There will still be hungry children in 2015

2013-02-25

Kate Eardley is World Vision’s senior policy advisor for child health.

For the past 13 years, those of us who work every day to help children and communities living in poverty have been guided by a common vision known as the Millennium Development Goals (MDGs).  But what happens when this set of global priorities ends in 2015?

There are eight MDGs:

  1. Eradicating extreme poverty and hunger,
  2. Achieving universal primary education,
  3. Promoting gender equality and empowering women,
  4. Reducing child mortality rates,
  5. Improving maternal health,
  6. Combating HIV, malaria and other diseases,
  7. Ensuring environmental sustainability, and
  8. Developing a global partnership for development.

Each of these goals has specific targets—numbers that the world is supposed to reach, for example, in reducing child mortality.  The goals are purposely audacious, and the progress has been uneven.  But one thing that they have done very well is to focus us, helping to ensure that all of us who work to help developing countries are speaking about the same things and have the same broad vision.  How do we keep this broad yet singular focus after the end of the 15-year MDGs in 2015?

Many of us from many different organisations and governments are working to answer this question.  One important thing that we must consider for what we are calling the “post-2015 agenda” is nutrition. 

One specific target in that first MDG was to reduce by half the number of people suffering from hunger.  The world has definitely made progress, but global-level statistics obscure the fact that millions of people, many of them children, in places such as parts of Africa and southern Asia are still suffering greatly today. After 2015, we need to be even more specific in our goals in order to make sure that we are really targeting the people who are hungriest.  How about a goal like ensuring that no young children are so hungry that it affects their ability to grow or for their vital organs to develop to full strength?  In 2011, nearly around one third of the world’s children under age five suffered to some degree from this problem, which is called “stunting”.  Or how about trying to eliminate chronic malnutrition, which is what we call it when season after season or year after year, the same groups of people are not getting enough to eat?

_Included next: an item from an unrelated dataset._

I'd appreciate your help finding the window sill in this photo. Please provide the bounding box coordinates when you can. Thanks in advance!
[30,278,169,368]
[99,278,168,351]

Improving nutrition is vital for improving child health.  If children’s bodies are not developing properly or if they are weak from hunger, they are much more likely to die from diseases like pneumonia, diarrhoea and malaria.  Pregnant mothers need enough food with the right nutrients to have healthy babies. If children don’t get adequate nutrition in their first thousand days, from conception to age two, the damage to their physical and mental development is largely irreversible. This is an investment we must make now to improve the future of their countries.

As we both celebrate the progress made since 2000 and worry about the lives that haven’t yet been improved, organisations and governments must come together to set new goals to ensure that after 2015 we are still speaking to a shared vision. Recognising nutrition as the basis for good development—for people and economies—must be at the forefront of our minds as we move towards agreeing on that vision.